6 citations recorded*CCLD

What does Type A vs Type B mean?

Type A. Serious citation. Imminent or substantial risk to children. The regulator requires corrective action immediately and may impose a civil penalty.

Type B. Lower-severity citation. Corrective action required, no imminent risk. The regulator monitors compliance on the next visit.

  • 1569.618(c)(3)Type B

    Based on observation and record review, the licensee did not comply with the section cited above in that staff member (S1, S2, S3 & S4) did not have current First Aid or CPR certification on file which poses a potential health, safety or personal rights risk to persons in care.

  • 1569.695(a)(2)Type B

    Based on record review, the licensee did not comply with the section cited above in that the facility is not conducting fire and emergency drills per regulation with the last disaster drill having taken place in July, 2024 which poses a potential health, safety or personal rights risk to persons in care.

  • 87156(b)(1)(F)Type B

    Based on records review, the licensee did not comply with the section cited above in not paying the annual fee. As of 7/24/2025, licensing fees and late fees equals a total of $1,238.00 which poses a potential health, safety or personal rights risk to persons in care.

  • 87303(a)Type A

    Based on LPA/back up Administrator the licensee did not comply with the section cited above there were electrical face plates in the dining room exposing cables, ceiling holes are exposing cables, walls in room #6, bathroom #6 ceiling has mold, debris of bed in the backyard, corner wall in the corner of wing B needs to be repaired, wall in room #15 needs to be painted, shared bathroom #27 in wing B mirror needs to be replaced it has mold, hallway restroom in wing B floor needs to be repaired. There were insects: ants, spiders and spider webs inside of resident's bedrooms. Two window screens needs to be repaired or replaced which poses an immediate health, safety or personal rights risk to persons in care.

  • 87303(e)(2)Type A

    Based on LPA/Back up administrator measured water temperature in resident's bathrooms, the licensee did not comply with the section cited above inmeasured at 121.8 and 121.6 degrees F, which poses an immediate health, safety or personal rights risk to persons in care.

  • 87463(a)Type B

    Based on LPA's/Licensee observation, interview and record review, the licensee did not comply with the section cited above in 9 out of 9 residents (R1, R2, R3, R4, R5, R6, R7, R8 & R9) needs their care plan to be updated, which poses/posed a potential health, safety or personal rights risk to persons in care.

FAQ · About this visit

Common questions about this visit

What happened during the July 24, 2025 inspection of AA BEST CARE HOMES?

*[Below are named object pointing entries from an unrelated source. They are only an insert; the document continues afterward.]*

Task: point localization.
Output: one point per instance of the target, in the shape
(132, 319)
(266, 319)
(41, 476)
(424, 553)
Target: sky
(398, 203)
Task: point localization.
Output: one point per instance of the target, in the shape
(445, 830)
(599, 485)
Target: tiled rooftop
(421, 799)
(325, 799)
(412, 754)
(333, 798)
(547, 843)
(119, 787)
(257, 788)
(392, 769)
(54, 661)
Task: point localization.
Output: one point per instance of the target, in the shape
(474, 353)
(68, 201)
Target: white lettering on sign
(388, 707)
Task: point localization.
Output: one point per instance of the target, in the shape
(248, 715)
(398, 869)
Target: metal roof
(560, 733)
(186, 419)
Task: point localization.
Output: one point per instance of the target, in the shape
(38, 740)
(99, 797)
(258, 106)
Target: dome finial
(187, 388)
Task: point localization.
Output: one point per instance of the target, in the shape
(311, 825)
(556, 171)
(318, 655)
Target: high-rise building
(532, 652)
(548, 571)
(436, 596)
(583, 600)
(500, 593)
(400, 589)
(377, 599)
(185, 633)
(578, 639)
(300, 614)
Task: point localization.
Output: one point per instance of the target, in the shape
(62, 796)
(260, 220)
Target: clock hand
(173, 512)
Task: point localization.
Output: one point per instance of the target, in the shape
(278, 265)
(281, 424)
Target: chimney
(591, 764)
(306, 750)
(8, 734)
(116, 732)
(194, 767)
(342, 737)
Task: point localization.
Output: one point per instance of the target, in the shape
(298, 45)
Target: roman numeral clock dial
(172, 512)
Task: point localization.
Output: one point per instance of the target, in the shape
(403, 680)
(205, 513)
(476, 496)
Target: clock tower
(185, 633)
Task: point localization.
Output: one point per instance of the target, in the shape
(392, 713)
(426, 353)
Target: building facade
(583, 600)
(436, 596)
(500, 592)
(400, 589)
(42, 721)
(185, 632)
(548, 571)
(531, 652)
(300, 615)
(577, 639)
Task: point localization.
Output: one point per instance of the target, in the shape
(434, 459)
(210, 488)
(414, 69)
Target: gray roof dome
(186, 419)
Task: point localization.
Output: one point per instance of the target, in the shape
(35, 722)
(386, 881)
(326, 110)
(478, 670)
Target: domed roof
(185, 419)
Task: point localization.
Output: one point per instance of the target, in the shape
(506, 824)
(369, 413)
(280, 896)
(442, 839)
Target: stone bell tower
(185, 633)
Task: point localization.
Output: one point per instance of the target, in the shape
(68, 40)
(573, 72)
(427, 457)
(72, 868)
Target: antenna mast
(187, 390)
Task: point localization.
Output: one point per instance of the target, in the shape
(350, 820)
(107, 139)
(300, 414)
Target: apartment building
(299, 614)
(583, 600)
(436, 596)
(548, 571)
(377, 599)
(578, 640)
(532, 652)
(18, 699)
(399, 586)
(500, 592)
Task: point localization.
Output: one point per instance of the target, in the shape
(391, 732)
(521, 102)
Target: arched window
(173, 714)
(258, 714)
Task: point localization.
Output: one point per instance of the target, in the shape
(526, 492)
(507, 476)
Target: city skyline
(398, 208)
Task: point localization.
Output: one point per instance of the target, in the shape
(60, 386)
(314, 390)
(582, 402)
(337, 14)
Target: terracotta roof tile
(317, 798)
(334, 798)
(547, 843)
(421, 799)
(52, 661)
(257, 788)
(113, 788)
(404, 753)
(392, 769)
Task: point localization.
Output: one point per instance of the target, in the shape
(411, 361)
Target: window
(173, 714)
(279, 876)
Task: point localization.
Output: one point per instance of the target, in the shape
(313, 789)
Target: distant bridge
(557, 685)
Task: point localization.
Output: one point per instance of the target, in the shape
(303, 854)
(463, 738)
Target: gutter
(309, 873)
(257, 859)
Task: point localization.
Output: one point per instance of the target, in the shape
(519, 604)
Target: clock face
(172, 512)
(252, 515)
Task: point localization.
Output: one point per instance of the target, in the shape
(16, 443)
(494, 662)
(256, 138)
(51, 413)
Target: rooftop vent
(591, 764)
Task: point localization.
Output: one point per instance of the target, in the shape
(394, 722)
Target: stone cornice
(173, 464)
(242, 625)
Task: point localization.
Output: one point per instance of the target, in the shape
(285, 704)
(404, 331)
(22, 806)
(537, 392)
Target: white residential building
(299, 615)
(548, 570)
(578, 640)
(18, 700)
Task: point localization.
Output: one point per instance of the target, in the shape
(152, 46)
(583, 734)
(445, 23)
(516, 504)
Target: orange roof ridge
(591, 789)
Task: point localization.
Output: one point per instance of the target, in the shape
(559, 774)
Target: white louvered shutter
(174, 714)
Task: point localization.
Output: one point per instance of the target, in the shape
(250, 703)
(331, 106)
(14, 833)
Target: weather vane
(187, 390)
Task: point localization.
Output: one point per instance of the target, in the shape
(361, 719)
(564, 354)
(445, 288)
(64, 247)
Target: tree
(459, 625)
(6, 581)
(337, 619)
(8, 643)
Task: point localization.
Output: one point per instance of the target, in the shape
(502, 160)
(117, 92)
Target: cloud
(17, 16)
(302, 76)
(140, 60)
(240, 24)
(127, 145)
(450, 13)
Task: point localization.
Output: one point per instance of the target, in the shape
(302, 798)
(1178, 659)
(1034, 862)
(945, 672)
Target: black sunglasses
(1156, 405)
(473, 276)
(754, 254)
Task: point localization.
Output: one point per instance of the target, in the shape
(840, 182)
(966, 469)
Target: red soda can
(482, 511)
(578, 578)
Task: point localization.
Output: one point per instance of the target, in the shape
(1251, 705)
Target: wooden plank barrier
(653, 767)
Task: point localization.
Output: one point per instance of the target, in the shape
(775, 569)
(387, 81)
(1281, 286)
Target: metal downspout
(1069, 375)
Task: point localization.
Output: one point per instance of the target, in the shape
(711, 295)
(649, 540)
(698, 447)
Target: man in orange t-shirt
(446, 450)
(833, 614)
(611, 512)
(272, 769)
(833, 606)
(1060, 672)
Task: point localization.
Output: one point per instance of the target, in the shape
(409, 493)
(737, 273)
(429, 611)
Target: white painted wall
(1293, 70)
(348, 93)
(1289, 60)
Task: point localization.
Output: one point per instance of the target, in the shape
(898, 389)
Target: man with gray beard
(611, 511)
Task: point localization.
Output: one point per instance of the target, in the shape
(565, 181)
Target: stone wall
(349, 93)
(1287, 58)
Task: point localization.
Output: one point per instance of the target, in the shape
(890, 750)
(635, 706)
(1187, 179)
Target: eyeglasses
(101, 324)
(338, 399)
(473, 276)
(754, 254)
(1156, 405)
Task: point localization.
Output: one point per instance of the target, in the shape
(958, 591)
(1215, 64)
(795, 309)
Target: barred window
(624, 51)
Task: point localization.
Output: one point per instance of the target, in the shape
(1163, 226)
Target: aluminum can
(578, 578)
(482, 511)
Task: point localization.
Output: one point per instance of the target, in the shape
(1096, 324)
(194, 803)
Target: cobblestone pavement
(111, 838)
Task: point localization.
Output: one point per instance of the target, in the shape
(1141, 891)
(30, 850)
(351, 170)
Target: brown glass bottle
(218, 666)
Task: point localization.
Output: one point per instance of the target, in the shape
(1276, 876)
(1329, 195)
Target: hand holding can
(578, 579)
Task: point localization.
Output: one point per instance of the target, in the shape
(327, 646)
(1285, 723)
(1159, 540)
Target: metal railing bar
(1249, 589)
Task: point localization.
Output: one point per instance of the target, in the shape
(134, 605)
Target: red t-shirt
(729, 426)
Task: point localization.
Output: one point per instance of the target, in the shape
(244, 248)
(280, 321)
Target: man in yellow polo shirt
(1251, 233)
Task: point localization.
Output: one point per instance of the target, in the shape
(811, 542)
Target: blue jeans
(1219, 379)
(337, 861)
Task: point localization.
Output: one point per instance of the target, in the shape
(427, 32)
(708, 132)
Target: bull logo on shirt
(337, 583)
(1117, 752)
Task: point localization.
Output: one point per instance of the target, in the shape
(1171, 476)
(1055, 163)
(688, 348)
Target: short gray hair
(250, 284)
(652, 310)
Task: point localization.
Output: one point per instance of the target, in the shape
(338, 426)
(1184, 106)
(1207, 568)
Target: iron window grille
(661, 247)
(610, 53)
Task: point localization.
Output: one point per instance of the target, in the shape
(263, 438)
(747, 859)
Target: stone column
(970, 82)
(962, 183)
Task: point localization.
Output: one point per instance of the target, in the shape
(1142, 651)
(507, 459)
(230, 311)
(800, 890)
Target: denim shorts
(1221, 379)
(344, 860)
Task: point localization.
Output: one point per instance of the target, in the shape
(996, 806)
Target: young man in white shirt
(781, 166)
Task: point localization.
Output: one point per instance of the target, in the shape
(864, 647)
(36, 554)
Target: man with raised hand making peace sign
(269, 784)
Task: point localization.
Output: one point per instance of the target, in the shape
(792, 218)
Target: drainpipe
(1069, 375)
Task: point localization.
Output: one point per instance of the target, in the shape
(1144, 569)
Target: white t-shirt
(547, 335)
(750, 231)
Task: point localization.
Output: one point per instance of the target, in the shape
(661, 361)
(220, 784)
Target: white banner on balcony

This was a inspection inspection of AA BEST CARE HOMES on July 24, 2025. 6 citations were issued: 2 Type A (serious) and 4 Type B.

Were any citations issued to AA BEST CARE HOMES on July 24, 2025?

Yes, 6 citations were issued (2 Type A, 4 Type B). The first citation was for: "Based on observation and record review, the licensee did not comply with the section cited above in that staff member (S..."

What type of inspection was this?

This was a inspection inspection. inspection inspections are conducted by CCLD as part of their licensing oversight.